Sunday, February 18, 2007

Your Call Is Very Important To Us, Please Hold While We Arrange For A Sleazy Moron To Defame You

Liberals have long had the ‘ladder of victimhood’ to help them remember who to support when, say, Islamofascists announce that if Allah meant women to be taken seriously, he’d have given them brains, or when rap artists produce jovial ditties about murdering gays. Equally, important, but less well known, is the Liberal enemies list, used to ensure that the baddie in any given situation is always the one Liberals hate most.

This is why British soldiers are a murderous gang of savages, sort of like the SS but without the discipline and the spiffy uniforms, except when they get killed by the USAF, in which case they’re Anne Frank.

Or take a recent example from the BBC. Normally, the mere mention of big financial institutions has Liberals channelling Linda Blair in The Exorcist.

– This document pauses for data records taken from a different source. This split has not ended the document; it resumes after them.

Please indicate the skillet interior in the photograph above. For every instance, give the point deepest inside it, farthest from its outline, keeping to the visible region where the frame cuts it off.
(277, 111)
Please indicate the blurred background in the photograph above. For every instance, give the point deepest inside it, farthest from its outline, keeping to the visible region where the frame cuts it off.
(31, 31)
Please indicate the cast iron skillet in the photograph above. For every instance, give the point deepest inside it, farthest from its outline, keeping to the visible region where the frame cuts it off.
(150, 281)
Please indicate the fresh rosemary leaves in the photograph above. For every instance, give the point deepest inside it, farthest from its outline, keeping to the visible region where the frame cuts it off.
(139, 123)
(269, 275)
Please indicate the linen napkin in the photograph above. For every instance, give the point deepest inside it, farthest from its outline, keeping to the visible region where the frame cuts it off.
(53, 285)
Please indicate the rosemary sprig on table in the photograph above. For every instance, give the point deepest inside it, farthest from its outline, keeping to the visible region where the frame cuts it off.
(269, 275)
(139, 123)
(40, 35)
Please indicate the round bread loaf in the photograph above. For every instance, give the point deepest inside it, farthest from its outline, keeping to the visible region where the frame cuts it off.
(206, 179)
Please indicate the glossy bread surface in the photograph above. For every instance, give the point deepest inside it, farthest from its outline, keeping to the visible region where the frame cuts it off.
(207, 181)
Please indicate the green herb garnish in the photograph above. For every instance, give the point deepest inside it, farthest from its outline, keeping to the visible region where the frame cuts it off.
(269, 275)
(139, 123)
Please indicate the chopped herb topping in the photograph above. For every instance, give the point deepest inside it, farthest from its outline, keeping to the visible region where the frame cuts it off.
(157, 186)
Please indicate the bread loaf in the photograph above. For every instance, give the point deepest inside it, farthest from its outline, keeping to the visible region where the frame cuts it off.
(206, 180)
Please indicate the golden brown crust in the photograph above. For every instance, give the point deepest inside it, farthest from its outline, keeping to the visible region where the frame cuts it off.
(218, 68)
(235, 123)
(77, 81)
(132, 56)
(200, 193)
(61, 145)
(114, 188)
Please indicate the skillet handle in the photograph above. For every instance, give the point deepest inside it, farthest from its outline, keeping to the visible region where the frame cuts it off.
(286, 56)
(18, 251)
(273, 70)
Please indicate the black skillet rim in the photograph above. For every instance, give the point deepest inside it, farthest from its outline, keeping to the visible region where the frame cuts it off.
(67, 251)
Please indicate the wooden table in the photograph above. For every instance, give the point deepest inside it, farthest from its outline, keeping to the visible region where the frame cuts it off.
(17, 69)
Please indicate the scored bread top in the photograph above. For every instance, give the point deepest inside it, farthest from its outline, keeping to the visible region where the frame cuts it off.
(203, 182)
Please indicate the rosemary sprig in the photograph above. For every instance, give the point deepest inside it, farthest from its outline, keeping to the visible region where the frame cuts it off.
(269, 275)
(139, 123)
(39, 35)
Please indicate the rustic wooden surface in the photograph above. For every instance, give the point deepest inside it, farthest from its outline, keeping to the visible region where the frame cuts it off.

Ditto, outsourcing. Factor in that Libs also think that Big Business provides lousy service just because they can and what do you have ? The BBC allowing an insurance company to claim, without evidence or additional commentary, that all those complaints about its lousy service are the result of a racist conspiracy. Ah yes.

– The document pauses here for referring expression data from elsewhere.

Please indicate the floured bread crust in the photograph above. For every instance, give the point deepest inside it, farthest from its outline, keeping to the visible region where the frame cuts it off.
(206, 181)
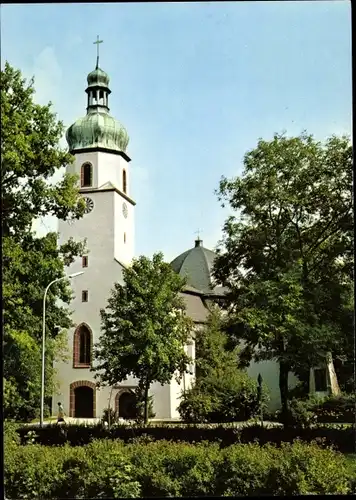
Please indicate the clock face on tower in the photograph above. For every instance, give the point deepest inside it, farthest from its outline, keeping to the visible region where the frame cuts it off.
(89, 205)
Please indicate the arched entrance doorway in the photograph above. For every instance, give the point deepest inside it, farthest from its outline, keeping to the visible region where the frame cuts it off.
(82, 399)
(126, 405)
(83, 402)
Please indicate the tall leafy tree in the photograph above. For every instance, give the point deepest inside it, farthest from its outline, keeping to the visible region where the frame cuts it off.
(30, 155)
(212, 355)
(287, 255)
(144, 328)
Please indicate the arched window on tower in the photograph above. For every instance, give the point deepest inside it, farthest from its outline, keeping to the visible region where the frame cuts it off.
(124, 181)
(82, 347)
(86, 175)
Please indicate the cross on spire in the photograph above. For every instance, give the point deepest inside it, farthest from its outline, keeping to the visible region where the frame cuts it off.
(97, 49)
(198, 241)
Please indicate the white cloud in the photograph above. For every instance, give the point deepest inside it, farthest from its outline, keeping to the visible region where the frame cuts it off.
(141, 185)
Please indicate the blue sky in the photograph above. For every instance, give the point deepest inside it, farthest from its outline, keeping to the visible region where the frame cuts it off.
(196, 85)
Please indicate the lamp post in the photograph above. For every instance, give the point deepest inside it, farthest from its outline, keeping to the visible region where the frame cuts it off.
(44, 336)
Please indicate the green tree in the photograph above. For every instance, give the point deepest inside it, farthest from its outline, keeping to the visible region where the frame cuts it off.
(222, 391)
(287, 254)
(30, 155)
(212, 356)
(144, 328)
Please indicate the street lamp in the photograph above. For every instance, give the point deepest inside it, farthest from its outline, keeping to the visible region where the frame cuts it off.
(44, 336)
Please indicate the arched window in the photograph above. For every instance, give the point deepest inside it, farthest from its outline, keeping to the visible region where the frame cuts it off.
(124, 182)
(86, 175)
(82, 347)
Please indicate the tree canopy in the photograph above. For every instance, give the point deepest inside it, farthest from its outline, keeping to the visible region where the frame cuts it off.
(144, 327)
(287, 253)
(30, 155)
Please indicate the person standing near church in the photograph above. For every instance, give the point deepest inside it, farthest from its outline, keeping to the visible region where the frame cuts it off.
(60, 413)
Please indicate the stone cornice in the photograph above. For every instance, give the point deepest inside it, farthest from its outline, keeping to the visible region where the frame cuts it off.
(101, 150)
(121, 193)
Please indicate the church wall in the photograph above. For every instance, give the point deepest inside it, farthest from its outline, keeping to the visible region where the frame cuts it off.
(98, 279)
(124, 231)
(80, 159)
(110, 167)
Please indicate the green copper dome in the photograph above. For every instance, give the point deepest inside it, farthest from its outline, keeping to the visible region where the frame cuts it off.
(98, 129)
(98, 77)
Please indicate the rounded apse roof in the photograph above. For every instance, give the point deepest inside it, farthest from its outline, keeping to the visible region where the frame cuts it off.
(196, 265)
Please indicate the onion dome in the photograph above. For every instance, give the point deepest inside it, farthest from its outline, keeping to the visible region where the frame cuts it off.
(98, 129)
(98, 77)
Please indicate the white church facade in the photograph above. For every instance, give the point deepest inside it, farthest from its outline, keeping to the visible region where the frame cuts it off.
(98, 143)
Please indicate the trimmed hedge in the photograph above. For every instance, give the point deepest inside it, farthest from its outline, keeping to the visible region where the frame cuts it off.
(109, 469)
(339, 436)
(332, 409)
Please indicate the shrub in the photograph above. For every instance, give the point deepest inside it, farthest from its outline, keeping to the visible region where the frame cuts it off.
(196, 406)
(111, 469)
(175, 469)
(300, 414)
(295, 469)
(335, 408)
(229, 398)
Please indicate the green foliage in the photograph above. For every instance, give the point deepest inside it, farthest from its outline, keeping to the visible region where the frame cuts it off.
(222, 392)
(144, 327)
(335, 408)
(300, 414)
(30, 155)
(229, 398)
(339, 436)
(110, 469)
(196, 406)
(289, 253)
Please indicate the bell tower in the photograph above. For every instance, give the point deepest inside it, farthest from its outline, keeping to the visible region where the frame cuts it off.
(98, 143)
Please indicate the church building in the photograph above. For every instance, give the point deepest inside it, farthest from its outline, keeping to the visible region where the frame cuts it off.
(99, 143)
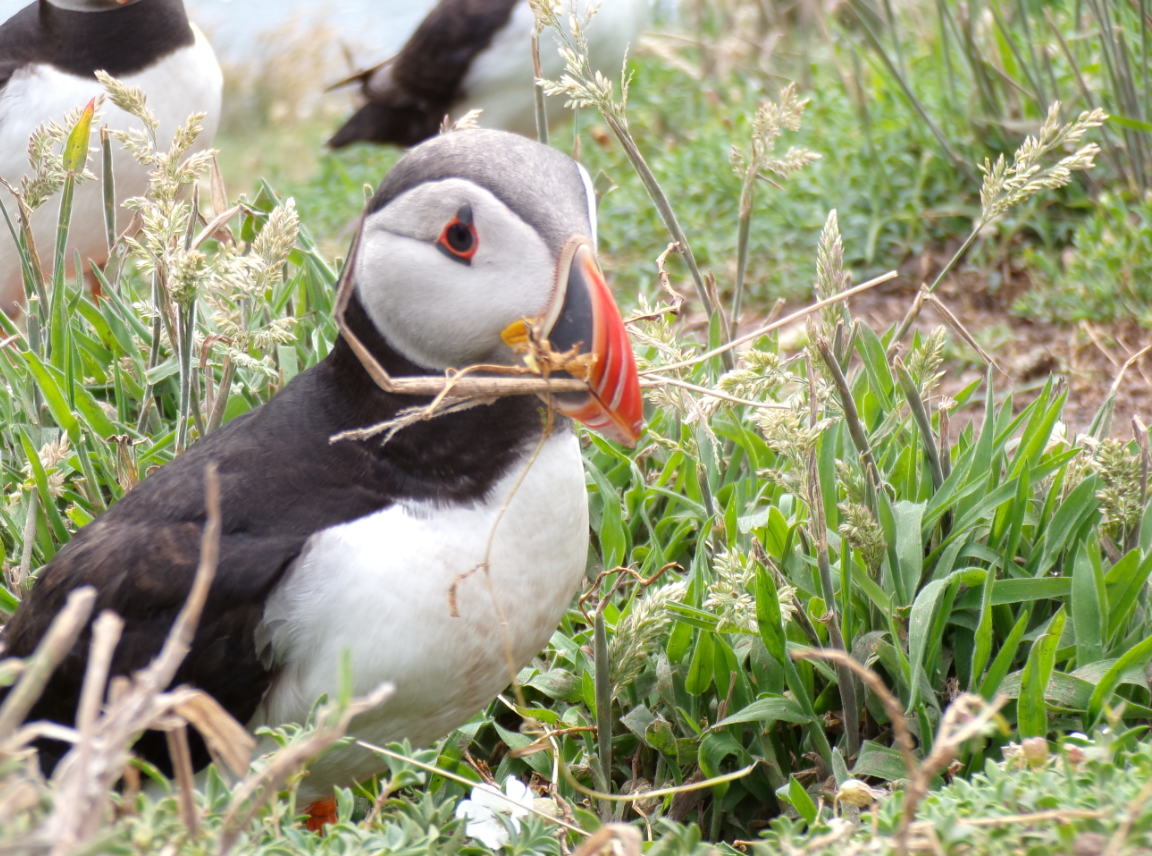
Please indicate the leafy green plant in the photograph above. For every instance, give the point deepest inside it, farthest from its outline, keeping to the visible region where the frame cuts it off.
(796, 500)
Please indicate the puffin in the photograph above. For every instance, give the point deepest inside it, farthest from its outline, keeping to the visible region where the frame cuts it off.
(404, 554)
(475, 54)
(50, 52)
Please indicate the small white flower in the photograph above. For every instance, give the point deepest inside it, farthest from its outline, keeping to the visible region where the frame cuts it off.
(483, 810)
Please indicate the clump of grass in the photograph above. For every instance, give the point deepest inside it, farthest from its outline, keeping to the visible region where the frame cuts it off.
(826, 509)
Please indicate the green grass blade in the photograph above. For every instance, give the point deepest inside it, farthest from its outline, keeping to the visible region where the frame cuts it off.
(1089, 608)
(1032, 709)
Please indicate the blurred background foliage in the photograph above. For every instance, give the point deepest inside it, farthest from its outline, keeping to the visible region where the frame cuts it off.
(956, 539)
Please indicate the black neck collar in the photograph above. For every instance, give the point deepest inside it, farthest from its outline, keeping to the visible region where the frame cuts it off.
(122, 42)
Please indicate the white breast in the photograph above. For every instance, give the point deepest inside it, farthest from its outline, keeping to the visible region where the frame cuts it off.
(500, 80)
(381, 588)
(187, 81)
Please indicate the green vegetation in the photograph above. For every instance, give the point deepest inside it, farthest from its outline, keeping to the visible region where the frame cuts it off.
(988, 569)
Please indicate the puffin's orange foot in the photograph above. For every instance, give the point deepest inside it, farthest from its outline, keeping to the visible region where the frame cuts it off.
(320, 812)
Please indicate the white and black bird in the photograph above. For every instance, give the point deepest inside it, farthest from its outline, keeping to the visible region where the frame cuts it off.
(354, 546)
(475, 54)
(48, 57)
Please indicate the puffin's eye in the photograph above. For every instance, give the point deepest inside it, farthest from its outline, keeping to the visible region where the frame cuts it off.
(459, 240)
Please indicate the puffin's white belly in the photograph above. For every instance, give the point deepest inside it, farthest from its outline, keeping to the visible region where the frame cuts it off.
(380, 588)
(500, 78)
(187, 81)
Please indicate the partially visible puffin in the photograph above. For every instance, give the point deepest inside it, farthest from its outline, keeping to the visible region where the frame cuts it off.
(48, 57)
(377, 550)
(476, 54)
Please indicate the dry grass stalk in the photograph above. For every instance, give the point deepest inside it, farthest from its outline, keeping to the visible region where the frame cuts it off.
(968, 717)
(260, 787)
(53, 648)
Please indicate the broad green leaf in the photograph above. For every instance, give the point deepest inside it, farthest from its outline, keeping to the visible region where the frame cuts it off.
(1135, 125)
(1123, 584)
(767, 616)
(1021, 591)
(982, 642)
(75, 152)
(909, 550)
(699, 673)
(772, 709)
(1089, 607)
(1138, 654)
(1065, 523)
(1031, 710)
(795, 794)
(1005, 657)
(713, 749)
(876, 365)
(54, 396)
(879, 762)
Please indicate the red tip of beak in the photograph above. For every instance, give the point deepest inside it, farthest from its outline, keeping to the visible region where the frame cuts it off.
(615, 408)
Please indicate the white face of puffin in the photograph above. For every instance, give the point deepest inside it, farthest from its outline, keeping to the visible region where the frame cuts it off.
(445, 267)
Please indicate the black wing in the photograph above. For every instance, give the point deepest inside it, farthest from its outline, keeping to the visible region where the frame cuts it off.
(408, 96)
(280, 480)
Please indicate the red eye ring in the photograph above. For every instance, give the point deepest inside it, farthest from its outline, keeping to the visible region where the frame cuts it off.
(459, 240)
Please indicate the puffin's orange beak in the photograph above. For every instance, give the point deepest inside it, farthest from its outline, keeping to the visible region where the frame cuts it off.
(589, 318)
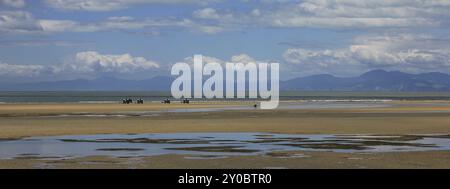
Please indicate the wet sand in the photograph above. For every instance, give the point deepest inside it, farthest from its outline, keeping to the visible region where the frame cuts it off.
(36, 120)
(316, 160)
(24, 120)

But is there something a bit more unsavoury playing a part in customer dissatisfaction?

"Some people definitely had a certain mindset and decided the call was going to be bad before they'd even dialled the number," says Adrian Web from Esure...

"When we listened back to calls people had complained about often they were fine. Some people wanted the member of staff to fail because they were in India."...

People's complaints might have initially been fuelled by a bit of xenophobia, but it is now about the service they are receiving, says Ms Hathway.
That's balance at the BBC. One guy calling the Great British Public racists, one lass saying that they're racist but there also have other motivations. Call it a wild guess, but I’m thinking if some guy claimed it was all down to the fact them darkies can’t work a phone, the BBC might have managed a follow-up question or two. On the plus side, we now know one company to avoid when it’s renewal time.
UPDATE:
Just to clairfy, I think the whiner from esure might be right about some customers, it's just that the BBC has spent years covering how eviiil Big Business exploits defenceless consumers, so it's hard to see this sudden outbreak of sympathy for our poor, abused financial services industry as anything other than Class IV humbuggery.